Comme pour tout dispositif de défiscalisation en France (loi Pinel, loi Censi Bouvard, loi Duflot, loi Malraux, etc.), des conditions d’éligibilités sont mises en place par l’État. Ainsi, pour la loi Monuments Historiques, les conditions sont les suivantes :

  • Investir sur un logement classé ou inscrit à l’inventaire Supplémentaire des Monuments Historiques ou ISMH
  • Réaliser des travaux de restauration et d’entretien sur le bien immobilier
  • Mettre le bien immobilier en location non meublée pendant 3 ans, juste après l’achèvement des travaux
  • Conserver le bien pendant 15 ans
  • Placer les travaux et le bien immobilier sous la surveillance du Ministère de la Culture (impossibilité de le démolir, de le déplacer ni de le transformer, en tout ou en partie sans l’accord des responsables étatiques).
  • Obtenir l’autorisation des autorités avant de réaliser les travaux de restauration et de rénovation ou d’entretien.
  • Réaliser les travaux sous le contrôle technique du service des Monuments Historiques et notamment d’un architecte des Bâtiments de France.

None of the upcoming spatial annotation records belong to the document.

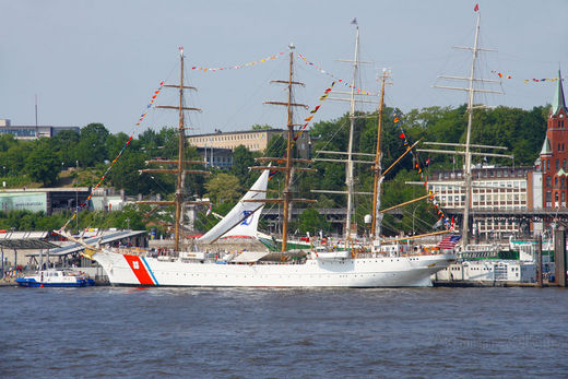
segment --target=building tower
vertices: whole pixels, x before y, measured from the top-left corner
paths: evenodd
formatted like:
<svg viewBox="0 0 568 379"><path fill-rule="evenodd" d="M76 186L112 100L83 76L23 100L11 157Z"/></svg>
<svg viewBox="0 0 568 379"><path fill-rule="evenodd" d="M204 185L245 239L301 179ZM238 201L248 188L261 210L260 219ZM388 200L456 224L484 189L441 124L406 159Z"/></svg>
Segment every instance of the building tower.
<svg viewBox="0 0 568 379"><path fill-rule="evenodd" d="M540 154L543 175L543 208L566 208L568 198L568 110L563 81L558 81L548 114L546 138Z"/></svg>

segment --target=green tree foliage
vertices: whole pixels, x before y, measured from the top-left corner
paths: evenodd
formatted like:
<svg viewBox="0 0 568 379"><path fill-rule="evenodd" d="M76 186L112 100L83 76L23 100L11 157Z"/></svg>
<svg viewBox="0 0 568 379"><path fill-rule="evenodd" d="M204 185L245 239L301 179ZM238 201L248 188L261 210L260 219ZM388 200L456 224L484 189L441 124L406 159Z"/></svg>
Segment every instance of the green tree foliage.
<svg viewBox="0 0 568 379"><path fill-rule="evenodd" d="M206 196L215 205L235 203L241 196L239 180L230 174L218 173L205 183Z"/></svg>
<svg viewBox="0 0 568 379"><path fill-rule="evenodd" d="M59 162L47 139L37 142L38 146L25 159L25 173L34 181L51 186L59 174Z"/></svg>
<svg viewBox="0 0 568 379"><path fill-rule="evenodd" d="M79 159L76 149L79 143L79 133L74 130L62 130L50 139L50 146L57 161L64 167L74 167Z"/></svg>
<svg viewBox="0 0 568 379"><path fill-rule="evenodd" d="M103 123L90 123L81 129L76 157L82 167L91 167L108 159L106 140L108 130Z"/></svg>

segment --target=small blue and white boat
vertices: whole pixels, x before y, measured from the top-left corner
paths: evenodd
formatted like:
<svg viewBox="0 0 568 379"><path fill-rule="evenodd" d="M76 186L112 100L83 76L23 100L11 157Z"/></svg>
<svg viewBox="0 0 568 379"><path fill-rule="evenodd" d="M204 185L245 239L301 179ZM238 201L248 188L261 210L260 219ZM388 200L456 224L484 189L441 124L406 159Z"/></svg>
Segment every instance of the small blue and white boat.
<svg viewBox="0 0 568 379"><path fill-rule="evenodd" d="M95 285L88 275L70 270L42 270L34 275L15 280L21 287L86 287Z"/></svg>

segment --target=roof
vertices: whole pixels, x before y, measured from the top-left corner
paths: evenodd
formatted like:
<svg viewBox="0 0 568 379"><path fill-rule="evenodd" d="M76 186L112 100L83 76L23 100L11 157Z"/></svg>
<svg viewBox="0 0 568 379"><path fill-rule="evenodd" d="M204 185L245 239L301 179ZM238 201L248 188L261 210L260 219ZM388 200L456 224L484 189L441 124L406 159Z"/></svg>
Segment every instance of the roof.
<svg viewBox="0 0 568 379"><path fill-rule="evenodd" d="M215 135L228 135L228 134L251 134L251 133L283 133L284 129L257 129L257 130L242 130L242 131L226 131L220 133L205 133L205 134L191 134L188 139L196 137L215 137Z"/></svg>
<svg viewBox="0 0 568 379"><path fill-rule="evenodd" d="M85 238L84 242L88 244L88 245L97 245L97 244L105 245L105 244L110 244L110 242L114 242L114 241L117 241L117 240L120 240L123 238L140 236L145 233L146 233L146 230L113 232L113 233L102 234L99 236L95 236L95 237L91 237L91 238ZM71 254L74 252L79 252L84 249L85 248L79 244L71 244L71 245L61 246L61 247L54 245L50 248L50 250L48 251L48 253L50 256L67 256L67 254ZM26 256L27 257L37 257L37 256L39 256L39 252L32 252Z"/></svg>
<svg viewBox="0 0 568 379"><path fill-rule="evenodd" d="M544 138L543 149L541 149L540 155L552 155L553 150L551 149L551 141L548 141L548 137Z"/></svg>
<svg viewBox="0 0 568 379"><path fill-rule="evenodd" d="M47 232L0 233L0 247L13 250L45 250L58 247L45 238Z"/></svg>
<svg viewBox="0 0 568 379"><path fill-rule="evenodd" d="M564 99L564 90L563 90L563 80L560 75L560 70L558 70L558 80L556 81L556 92L554 94L553 102L553 116L557 115L560 109L566 111L566 102Z"/></svg>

Une fois ces conditions remplies, l’investisseur peut bénéficier de nombreux avantages :

  • Louer les biens classés monuments historiques sans restrictions particulières
  • Acquérir le bien en SCI familiale
  • Exonérer les droits de mutation sous certaines conditions
  • Déduire à 100 % des revenus fonciers les charges foncières et financières
  • Imputer sans limite le déficit foncier sur le revenu global
  • Occuper le bien à titre privé. Pour ce cas, 50 % des charges foncières relatives au bien immobilier seront alors admises en déduction du revenu global de l’investisseur.
  • Défiscaliser sans plafonnement, c’est-à-dire que l’investissement en loi Monuments Historiques n’entre pas dans le calcul du plafonnement des niches fiscales.
  • Investir dans de l’immobilier de caractère
  • Réhabiliter et préserver le patrimoine français
  • Reporter les déficits fonciers sur le revenu global sans limite

Quels sont les types de logement éligibles à la loi Monuments Historiques ?

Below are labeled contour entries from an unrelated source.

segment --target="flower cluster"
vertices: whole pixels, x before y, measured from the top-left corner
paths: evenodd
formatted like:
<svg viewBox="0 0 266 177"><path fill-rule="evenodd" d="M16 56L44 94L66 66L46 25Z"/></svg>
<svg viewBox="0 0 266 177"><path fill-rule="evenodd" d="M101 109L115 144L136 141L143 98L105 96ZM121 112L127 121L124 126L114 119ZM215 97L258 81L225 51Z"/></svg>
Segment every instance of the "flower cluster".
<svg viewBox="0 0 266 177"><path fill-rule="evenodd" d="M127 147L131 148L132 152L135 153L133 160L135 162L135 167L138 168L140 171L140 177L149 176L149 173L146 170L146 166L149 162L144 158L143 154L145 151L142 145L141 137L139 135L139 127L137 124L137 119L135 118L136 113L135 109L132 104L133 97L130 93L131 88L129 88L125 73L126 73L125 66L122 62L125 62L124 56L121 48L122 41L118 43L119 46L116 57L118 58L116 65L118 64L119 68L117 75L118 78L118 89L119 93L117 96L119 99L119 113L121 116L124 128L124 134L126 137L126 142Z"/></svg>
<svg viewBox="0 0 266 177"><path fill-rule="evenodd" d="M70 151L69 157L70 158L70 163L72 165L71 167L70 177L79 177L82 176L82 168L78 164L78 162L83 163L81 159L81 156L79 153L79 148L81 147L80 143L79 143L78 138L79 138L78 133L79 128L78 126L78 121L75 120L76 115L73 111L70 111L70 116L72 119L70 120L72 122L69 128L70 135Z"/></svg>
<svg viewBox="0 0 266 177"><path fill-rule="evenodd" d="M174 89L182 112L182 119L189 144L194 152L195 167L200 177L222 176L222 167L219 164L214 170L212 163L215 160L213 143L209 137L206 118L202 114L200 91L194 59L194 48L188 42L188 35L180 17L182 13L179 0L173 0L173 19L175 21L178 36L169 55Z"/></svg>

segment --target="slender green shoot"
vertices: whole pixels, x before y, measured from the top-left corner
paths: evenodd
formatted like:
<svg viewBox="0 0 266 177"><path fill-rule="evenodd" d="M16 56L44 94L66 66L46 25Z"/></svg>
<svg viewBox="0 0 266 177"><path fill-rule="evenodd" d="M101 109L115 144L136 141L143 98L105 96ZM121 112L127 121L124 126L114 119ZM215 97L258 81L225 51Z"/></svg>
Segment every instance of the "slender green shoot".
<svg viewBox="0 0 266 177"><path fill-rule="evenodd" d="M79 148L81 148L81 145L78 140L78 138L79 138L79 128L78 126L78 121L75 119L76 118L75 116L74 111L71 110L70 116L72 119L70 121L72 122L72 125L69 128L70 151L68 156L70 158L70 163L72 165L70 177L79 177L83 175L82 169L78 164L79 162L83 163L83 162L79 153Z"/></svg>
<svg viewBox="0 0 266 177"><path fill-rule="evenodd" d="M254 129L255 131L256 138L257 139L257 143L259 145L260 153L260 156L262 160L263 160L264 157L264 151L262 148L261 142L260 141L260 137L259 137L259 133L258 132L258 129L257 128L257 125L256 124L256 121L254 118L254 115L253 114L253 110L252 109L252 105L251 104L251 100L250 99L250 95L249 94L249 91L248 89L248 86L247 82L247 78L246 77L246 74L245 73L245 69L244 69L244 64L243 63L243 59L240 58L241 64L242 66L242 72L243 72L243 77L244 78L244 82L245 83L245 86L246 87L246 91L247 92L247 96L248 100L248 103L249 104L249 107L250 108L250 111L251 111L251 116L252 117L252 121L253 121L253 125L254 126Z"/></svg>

Bien que déjà cités précédemment, les logements éligibles à la loi Monuments Historiques sont nombreux. Ce sont :

  • Les immeubles classés Monuments Historiques
  • Les immeubles inscrits à l’ISMH
  • Les immeubles faisant partie du patrimoine national et disposant du Label délivré par la « Fondation du patrimoine ». Ce label est subordonné à la condition que l’immeuble soit visible de la voie publique.
  • Les immeubles faisant partie du patrimoine national à cause de leur caractère artistique particulier ou historique. Ces immeubles doivent être agréés à cet effet par le ministre de l’économie et des finances. Ils doivent également être ouverts au grand public.

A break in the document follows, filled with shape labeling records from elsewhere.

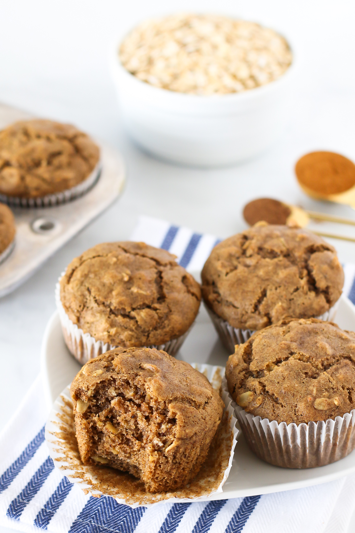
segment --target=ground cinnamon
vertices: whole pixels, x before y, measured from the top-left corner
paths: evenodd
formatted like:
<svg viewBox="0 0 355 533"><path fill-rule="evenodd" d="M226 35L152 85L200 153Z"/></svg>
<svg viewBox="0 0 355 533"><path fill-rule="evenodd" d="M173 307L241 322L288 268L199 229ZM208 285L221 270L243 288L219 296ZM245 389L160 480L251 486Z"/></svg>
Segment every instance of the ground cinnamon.
<svg viewBox="0 0 355 533"><path fill-rule="evenodd" d="M326 196L339 194L355 185L355 165L334 152L311 152L296 163L295 172L302 185Z"/></svg>
<svg viewBox="0 0 355 533"><path fill-rule="evenodd" d="M272 198L258 198L245 206L243 216L251 226L260 220L268 224L286 224L291 210L288 205Z"/></svg>

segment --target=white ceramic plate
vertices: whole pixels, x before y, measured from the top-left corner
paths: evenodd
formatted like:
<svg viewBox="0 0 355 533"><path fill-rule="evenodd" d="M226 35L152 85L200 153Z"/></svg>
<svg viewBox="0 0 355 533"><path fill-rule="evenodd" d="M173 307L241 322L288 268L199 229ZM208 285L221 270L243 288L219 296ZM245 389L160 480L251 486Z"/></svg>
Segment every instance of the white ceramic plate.
<svg viewBox="0 0 355 533"><path fill-rule="evenodd" d="M342 296L335 319L344 329L355 330L355 306ZM179 358L225 366L228 354L217 338L203 306L196 322L180 350ZM48 409L70 383L81 366L64 344L56 312L45 332L41 368ZM292 470L273 466L258 459L247 447L243 434L238 435L230 473L221 494L208 499L238 498L282 490L290 490L331 481L355 472L355 450L344 459L318 468Z"/></svg>
<svg viewBox="0 0 355 533"><path fill-rule="evenodd" d="M0 130L34 117L0 104ZM97 141L96 141L97 142ZM80 198L49 207L14 207L15 247L0 265L0 297L28 279L56 251L117 198L125 183L121 156L102 143L102 170L94 187ZM33 228L37 229L36 232Z"/></svg>

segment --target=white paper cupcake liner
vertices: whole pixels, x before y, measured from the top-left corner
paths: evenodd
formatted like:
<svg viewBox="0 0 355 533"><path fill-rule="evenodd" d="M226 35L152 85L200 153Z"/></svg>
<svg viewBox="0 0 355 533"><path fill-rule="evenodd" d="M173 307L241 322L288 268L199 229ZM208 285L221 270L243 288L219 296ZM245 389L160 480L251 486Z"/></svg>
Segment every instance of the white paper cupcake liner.
<svg viewBox="0 0 355 533"><path fill-rule="evenodd" d="M220 389L221 381L224 376L224 368L197 363L193 364L192 366L207 377L213 388ZM211 496L223 491L223 485L232 467L238 432L236 427L237 420L234 416L232 399L226 390L221 391L225 407L223 426L214 454L216 465L211 465L210 467L209 462L205 470L202 465L200 473L186 488L171 492L152 494L146 492L139 480L136 480L135 484L133 478L131 478L131 481L125 482L125 491L122 491L117 481L119 479L119 471L117 471L115 482L113 483L111 469L108 469L110 474L108 478L107 484L103 489L101 482L100 490L98 489L97 473L102 477L105 467L84 465L80 461L74 437L75 426L69 389L70 385L64 389L54 402L46 424L45 439L55 466L60 470L71 483L77 484L85 494L90 493L96 497L101 495L112 496L118 503L135 508L141 505L149 507L161 501L171 503L206 501ZM205 462L204 464L206 463ZM138 483L140 484L137 485Z"/></svg>
<svg viewBox="0 0 355 533"><path fill-rule="evenodd" d="M326 321L332 321L335 316L336 311L339 305L340 298L338 300L333 307L323 313L319 317L316 317L321 320ZM208 305L204 304L204 306L207 310L208 314L211 317L211 319L213 323L216 330L218 334L221 342L224 347L229 351L229 353L234 353L236 344L242 344L246 342L247 340L255 332L255 330L242 329L241 328L234 328L226 320L223 320L214 311L210 309Z"/></svg>
<svg viewBox="0 0 355 533"><path fill-rule="evenodd" d="M233 405L250 447L260 459L276 466L323 466L342 459L355 447L355 409L335 420L298 425L269 422Z"/></svg>
<svg viewBox="0 0 355 533"><path fill-rule="evenodd" d="M64 272L62 273L59 281L60 281L64 274ZM65 344L70 353L80 364L85 365L89 359L97 357L98 356L109 351L109 350L113 350L114 348L118 348L118 345L115 344L104 343L103 341L96 341L89 333L84 333L82 330L78 328L76 324L73 324L65 312L61 301L59 282L57 283L55 286L55 303L58 310ZM163 350L167 353L175 357L180 350L192 327L192 324L187 331L177 338L171 339L171 341L168 341L162 344L151 344L149 346L144 346L144 348Z"/></svg>
<svg viewBox="0 0 355 533"><path fill-rule="evenodd" d="M49 207L60 204L64 204L75 198L79 198L87 192L98 180L101 173L102 165L101 161L97 163L89 176L75 187L67 189L60 192L46 195L39 198L21 198L19 196L7 196L0 194L0 201L8 205L19 207Z"/></svg>
<svg viewBox="0 0 355 533"><path fill-rule="evenodd" d="M4 261L7 259L14 247L15 239L14 239L12 242L10 243L7 247L5 248L4 251L0 254L0 264L1 264L2 263L3 263Z"/></svg>

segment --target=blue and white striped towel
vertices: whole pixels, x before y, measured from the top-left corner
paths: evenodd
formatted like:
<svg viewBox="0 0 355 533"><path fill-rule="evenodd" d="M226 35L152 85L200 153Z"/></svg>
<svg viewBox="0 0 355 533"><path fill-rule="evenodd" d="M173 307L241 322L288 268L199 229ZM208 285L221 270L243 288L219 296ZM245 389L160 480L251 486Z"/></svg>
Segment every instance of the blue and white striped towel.
<svg viewBox="0 0 355 533"><path fill-rule="evenodd" d="M212 236L142 217L133 238L163 246L180 264L201 269ZM355 300L355 265L345 268ZM0 525L54 533L344 533L355 506L355 476L259 496L131 509L85 495L54 468L44 441L47 416L42 382L33 384L0 437Z"/></svg>

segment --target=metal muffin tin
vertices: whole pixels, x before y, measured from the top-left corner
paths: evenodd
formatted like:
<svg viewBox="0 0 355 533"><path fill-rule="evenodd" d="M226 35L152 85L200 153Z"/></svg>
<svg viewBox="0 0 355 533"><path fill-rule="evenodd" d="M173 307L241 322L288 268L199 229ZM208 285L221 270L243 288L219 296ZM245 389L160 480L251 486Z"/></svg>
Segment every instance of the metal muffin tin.
<svg viewBox="0 0 355 533"><path fill-rule="evenodd" d="M16 120L34 118L0 104L0 130ZM102 169L96 184L80 198L48 207L12 207L16 235L13 251L0 264L0 297L28 279L51 255L81 231L119 196L125 183L121 156L98 142Z"/></svg>

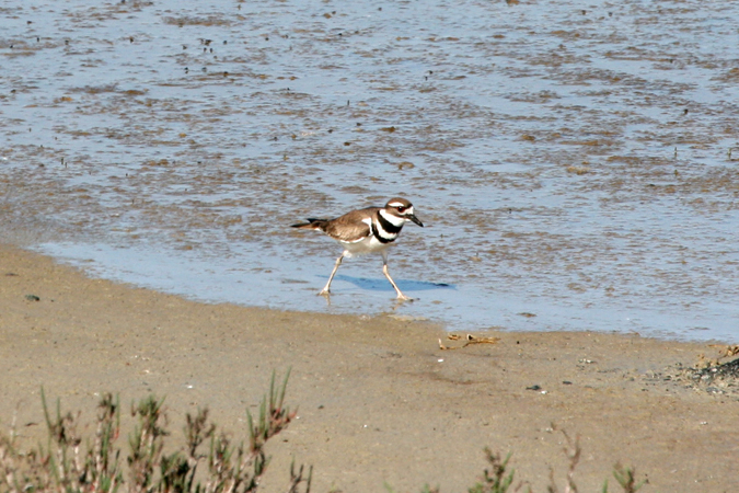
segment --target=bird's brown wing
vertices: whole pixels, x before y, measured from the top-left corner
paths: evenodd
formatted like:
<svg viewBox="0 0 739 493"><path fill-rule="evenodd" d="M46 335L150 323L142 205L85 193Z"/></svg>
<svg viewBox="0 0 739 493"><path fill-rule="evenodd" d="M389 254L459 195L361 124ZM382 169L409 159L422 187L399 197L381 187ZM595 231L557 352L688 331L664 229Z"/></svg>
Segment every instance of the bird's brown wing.
<svg viewBox="0 0 739 493"><path fill-rule="evenodd" d="M361 241L370 236L370 226L362 222L362 219L371 217L379 210L378 207L370 207L361 210L353 210L344 216L332 219L323 229L334 240L355 242Z"/></svg>

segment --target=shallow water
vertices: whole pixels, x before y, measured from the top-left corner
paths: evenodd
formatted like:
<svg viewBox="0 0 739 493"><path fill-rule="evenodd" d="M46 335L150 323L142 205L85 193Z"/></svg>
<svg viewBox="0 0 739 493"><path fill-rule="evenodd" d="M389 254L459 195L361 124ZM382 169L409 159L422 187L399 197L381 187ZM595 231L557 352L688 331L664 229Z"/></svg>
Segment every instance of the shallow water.
<svg viewBox="0 0 739 493"><path fill-rule="evenodd" d="M734 3L0 7L0 222L208 301L739 336ZM732 148L734 150L732 156ZM290 229L413 200L393 277Z"/></svg>

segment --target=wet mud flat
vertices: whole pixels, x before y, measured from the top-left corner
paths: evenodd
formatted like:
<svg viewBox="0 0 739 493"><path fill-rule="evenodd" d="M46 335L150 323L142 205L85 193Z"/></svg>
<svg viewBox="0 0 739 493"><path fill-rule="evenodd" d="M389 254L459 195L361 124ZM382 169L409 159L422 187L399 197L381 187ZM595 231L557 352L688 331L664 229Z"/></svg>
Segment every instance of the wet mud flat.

Simulation d’un investissement en loi Monuments Historiques

Supposons qu’un investisseur a acquis un bien immobilier classé monument pour une valeur totale de 405.320 euros. Le prix foncier est de 175.320 euros avec les frais de l’acte et du notaire déjà inclus. Un total de 230.000 euros sur deux ans est attribué aux travaux de rénovation. L’investisseur a donc réalisé un investissement total de 390.090 euros, lequel a été financé par un prêt au taux de 1,75 % pour une durée de 20 ans et un apport initial de 15.230 euros. L’investisseur aura alors à rembourser 1.904 euros de mensualités.

Pour les travaux de rénovation du bien immobilier, les frais s’étalent sur deux ans, soit 150.000 euros pour la première année et 80.000 euros pour la deuxième. Un rapport d’environ 43,25 % et 56,75 % est établi entre le prix foncier et le prix des travaux. En supposant que le loyer mensuel est de 850 euros, lequel est réévalué à 0,25 % chaque année et le prix de l’appartement revalorisé n’étant pas pris en compte, la taxe foncière présumée est de 600 euros.

Ce qui donne des dépenses mensuelles moyennes de 2.180 euros (remboursement de prêt et taxe foncière), et des recettes mensuelles moyennes de 1.153 euros (loyer et réduction d’impôt). L’investisseur disposera également d’une épargne moyenne de 1.027 euros.

Après 20 ans, 47,95 % de l’investissement aura été financé par la réduction d’impôt avec un taux de 13,82 %, et par le locataire avec un taux de 34,13 %. A la revente du bien classé monument après 20 ans, un bénéfice net de 107.425 euros est envisageable.

Ce dispositif de défiscalisation est ainsi tout aussi avantageux que la loi Pinel, la loi Malraux, la loi Duflot, etc.